Install the Snyk CLI

The Snyk CLI can be installed across all major operating systems using several different methods, depending on your existing toolset:

Package managers: Use tools like npm, Homebrew, or Scoop for a quick installation.
Docker: Run Snyk in a container for a consistent scanning environment.
GitHub Actions and CI/CD: Use pre-built integrations to automate scanning within your deployment pipelines.
Direct binary download: Download a standalone executable for Windows, MacOS, or Linux.

After you install the CLI, authenticate your Snyk account to start scanning your Snyk Projects. For more information, visit Authenticate to use the CLI.

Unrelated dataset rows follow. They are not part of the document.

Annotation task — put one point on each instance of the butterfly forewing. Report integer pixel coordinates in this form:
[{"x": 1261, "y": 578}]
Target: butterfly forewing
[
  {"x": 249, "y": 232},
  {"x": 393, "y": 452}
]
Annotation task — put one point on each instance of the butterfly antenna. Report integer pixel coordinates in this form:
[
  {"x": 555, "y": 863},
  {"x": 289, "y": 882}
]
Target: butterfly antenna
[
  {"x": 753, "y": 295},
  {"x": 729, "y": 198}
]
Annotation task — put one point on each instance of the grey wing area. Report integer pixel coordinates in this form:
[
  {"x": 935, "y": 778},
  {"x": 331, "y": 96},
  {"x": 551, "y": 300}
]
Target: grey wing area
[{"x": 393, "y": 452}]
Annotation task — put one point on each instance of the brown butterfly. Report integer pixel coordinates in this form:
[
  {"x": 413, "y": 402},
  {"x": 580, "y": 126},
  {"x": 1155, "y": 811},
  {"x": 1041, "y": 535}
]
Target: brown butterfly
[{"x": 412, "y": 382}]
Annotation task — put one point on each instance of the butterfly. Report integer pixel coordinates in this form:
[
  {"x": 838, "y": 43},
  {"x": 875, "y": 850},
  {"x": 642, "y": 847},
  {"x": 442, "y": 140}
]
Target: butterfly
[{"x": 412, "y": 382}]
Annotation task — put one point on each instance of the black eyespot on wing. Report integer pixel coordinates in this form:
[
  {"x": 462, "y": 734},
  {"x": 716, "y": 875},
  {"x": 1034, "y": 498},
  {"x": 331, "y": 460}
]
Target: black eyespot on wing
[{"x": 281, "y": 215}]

The Snyk CLI does not natively support Windows Subsystem for Linux (WSL). You can install and use the CLI in a WSL environment, but Snyk does not guarantee compatability. Consequently, Snyk integrations that rely on the CLI, such as IDE extensions and CI/CD plugins, do not natively support WSL.

Common installation steps

Regardless of your choice of tool, there are common steps to ensuring your installation of the Snyk CLI is a success:

Install the Snyk CLI using your preferred method.
Verify the installed Snyk CLI version using snyk --version.
Authenticate the Snyk CLI to your account.

To learn how to upgrade the Snyk CLI for your chosen tool, visit Upgrade the Snyk CLI.

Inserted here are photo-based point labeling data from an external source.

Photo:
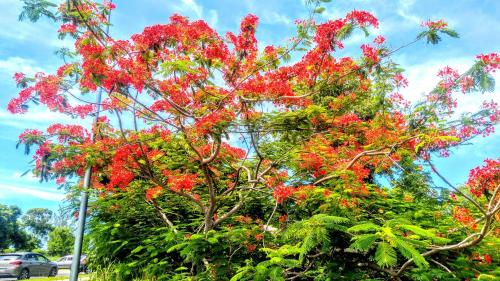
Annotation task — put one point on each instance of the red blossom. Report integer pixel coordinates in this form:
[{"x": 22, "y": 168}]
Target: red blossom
[
  {"x": 153, "y": 192},
  {"x": 362, "y": 18},
  {"x": 282, "y": 192},
  {"x": 484, "y": 177},
  {"x": 18, "y": 77},
  {"x": 180, "y": 183},
  {"x": 370, "y": 53},
  {"x": 491, "y": 61},
  {"x": 438, "y": 25},
  {"x": 379, "y": 40}
]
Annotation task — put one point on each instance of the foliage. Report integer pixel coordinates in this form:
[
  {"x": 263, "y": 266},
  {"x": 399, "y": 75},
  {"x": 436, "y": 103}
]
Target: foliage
[
  {"x": 39, "y": 221},
  {"x": 61, "y": 240},
  {"x": 12, "y": 233},
  {"x": 214, "y": 160}
]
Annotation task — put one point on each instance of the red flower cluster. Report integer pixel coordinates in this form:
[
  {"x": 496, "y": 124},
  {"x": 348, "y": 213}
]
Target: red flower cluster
[
  {"x": 485, "y": 177},
  {"x": 326, "y": 33},
  {"x": 491, "y": 61},
  {"x": 437, "y": 25},
  {"x": 362, "y": 18},
  {"x": 67, "y": 28},
  {"x": 370, "y": 53},
  {"x": 66, "y": 132},
  {"x": 282, "y": 192},
  {"x": 153, "y": 192}
]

To use CLI releases before version 1.1230.0 on an Apple M1 or M2 machine (darwin/arm64), visit Using CLI releases before version 1.1230.0 on an Apple M1 or M2 machine.

Installation methods

Package managers

Install with Homebrew (MacOS and Linux)

For Apple M1 or M2 (darwin/arm64), visit Using CLI releases before version 1.1230.0 on an Apple M1 or M2 machine.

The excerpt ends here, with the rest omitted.